What about the girl that I passed in the hallway?
She probably writes too
Maybe has a diary
Full of flowers and celebrity quotes
I’ll bet it looks different now
After what that boy did to her
She fills the pages with angry lines because
In the end, it’s better
For your pen to bleed for you
So you don’t even have to scratch yourself.
What about the young father about to sign his resume?
Schoolbook cursive, he dresses up his letters
Nice and fancy
In hopes, he can put food on the table.
What of the soldier
Sitting in a muddy ditch clutching an inkwell with shivering hands
Penning what may well be his last communication
To the ones he loves back home
What will he write?
Is there enough room
On that crinkled little page
For the volumes and volumes of pure longing
That haunts him like a bad dream
Our words live a lot longer than we do.
They are immortalized on pages
To be read again and again.
If I were to write an autobiography
I would title it
“I close my a’s because I write at a kindergarten level
But on the inside, I’m a hell of a historian.”
Because even though we die someday
Our words live on
That’s how paper works…
A Summit
What is your vision?
Where are you going?
There’s a mountain ahead of me
I can’t see the top from the bottom, but I know it's there
Beyond the thunderclouds, through caves, up sheer cliffs
One step
We’re alive
Another step
The path stretches out before us
I close my eyes
Success
We did it, didn’t we?
We made it
8 years of school, 4 of high school, 6 more years. university
Sleepless nights, looming due dates, hours of stress.
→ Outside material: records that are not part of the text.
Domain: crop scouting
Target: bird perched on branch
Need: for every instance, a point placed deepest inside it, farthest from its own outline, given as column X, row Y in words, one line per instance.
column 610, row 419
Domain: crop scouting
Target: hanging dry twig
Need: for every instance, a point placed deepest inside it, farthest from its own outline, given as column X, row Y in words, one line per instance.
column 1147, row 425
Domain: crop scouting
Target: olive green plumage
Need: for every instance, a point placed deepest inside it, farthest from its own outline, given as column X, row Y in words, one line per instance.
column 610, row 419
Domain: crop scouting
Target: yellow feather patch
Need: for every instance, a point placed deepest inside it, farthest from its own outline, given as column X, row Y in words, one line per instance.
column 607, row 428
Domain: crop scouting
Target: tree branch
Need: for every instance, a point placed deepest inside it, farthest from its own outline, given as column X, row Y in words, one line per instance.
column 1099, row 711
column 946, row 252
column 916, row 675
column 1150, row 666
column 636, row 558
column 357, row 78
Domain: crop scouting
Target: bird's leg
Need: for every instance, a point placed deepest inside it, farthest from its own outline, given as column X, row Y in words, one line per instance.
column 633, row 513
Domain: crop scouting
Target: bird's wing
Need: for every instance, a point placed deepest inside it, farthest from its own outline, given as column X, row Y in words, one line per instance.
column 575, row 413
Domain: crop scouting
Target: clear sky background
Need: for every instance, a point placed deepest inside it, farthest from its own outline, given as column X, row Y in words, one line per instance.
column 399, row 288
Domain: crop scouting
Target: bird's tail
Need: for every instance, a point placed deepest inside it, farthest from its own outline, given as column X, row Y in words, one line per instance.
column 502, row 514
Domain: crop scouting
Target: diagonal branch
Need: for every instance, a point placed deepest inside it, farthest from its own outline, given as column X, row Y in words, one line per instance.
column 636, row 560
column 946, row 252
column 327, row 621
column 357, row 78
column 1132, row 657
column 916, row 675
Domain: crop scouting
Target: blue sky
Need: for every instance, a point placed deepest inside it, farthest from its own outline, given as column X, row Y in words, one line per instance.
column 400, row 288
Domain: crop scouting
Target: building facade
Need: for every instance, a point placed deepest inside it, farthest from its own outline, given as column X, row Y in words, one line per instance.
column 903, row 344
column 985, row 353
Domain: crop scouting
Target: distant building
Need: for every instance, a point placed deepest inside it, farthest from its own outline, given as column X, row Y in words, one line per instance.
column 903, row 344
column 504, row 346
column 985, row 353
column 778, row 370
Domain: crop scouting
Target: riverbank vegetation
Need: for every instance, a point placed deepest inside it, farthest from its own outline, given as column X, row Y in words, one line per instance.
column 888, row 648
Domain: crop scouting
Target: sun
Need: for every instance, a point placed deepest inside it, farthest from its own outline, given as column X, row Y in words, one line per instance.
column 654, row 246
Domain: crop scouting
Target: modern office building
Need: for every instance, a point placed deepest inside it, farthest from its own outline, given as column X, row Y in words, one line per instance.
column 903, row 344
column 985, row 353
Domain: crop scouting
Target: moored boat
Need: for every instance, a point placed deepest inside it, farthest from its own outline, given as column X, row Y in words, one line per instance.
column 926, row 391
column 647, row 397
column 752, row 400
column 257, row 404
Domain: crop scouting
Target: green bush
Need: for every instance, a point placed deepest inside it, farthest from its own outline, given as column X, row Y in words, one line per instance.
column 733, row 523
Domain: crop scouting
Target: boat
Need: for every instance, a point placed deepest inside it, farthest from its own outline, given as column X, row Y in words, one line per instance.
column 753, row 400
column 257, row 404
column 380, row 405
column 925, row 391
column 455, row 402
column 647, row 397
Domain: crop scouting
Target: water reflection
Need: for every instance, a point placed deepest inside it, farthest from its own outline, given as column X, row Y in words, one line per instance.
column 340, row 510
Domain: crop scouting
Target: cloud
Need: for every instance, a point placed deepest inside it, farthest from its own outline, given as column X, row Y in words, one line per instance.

We got the job we always wanted.
We found the girl of our dreams
We pulled through,
Countless conversations act as companions on our journey
No one can take us to the top except for ourselves
What is our life now?
A slow march into the next world
Filled with the monotony of work and sleep and time
What happens now
We push through
One foot in front of the other
Scrambling up the shale
We slip
We fall
We try again
We cannot give up, we’ve seen giving up
There are people
Tears streaming freely, scratched knees, tired eyes
Bloody and broken
We’re broken too
Family
A warm embrace
Bandaging our hearts
We clear the path for them
The ground levels out now
I laugh and yell, exuberance fills my mind
This is it?
My soul shrinks away
Why
I stand now at the precipice of life and death
Nowhere left to go
Why isn’t it everything I thought
The view is incredible and terrible, and exciting and breathtaking
Miles of lives past stretch out below me
From here I see flowers and trees and rivers
Birds flit through the branches down there
A clear meadow
Soft grass
Warm sunshine
I didn't see those things as I passed
My focus was on the summit, the clouds in the distance
A storm coming in
I thought time was running out
I thought I was giving myself an advantage
I ignored those distractions
And now I’m at the top
Teetering on the verge of happiness and regret
I left my family behind, I sprinted those last few hundred meters
I look down at the valley of life spread out before me
I missed it
I made it
I open my eyes
I look up at that mountain
The path still stretches out in front of me
But now I see the flowers growing on the side
I hear the birds and the wind in the trees
I smell the petrichor and the grass and the spring breeze
And I take a deep breath
And another step
The poetry is stunning.
"I hope one day I can be someone's mint jelly."
The ideas, the thoughts, the passion.
Mission accomplished. Well done, ALL!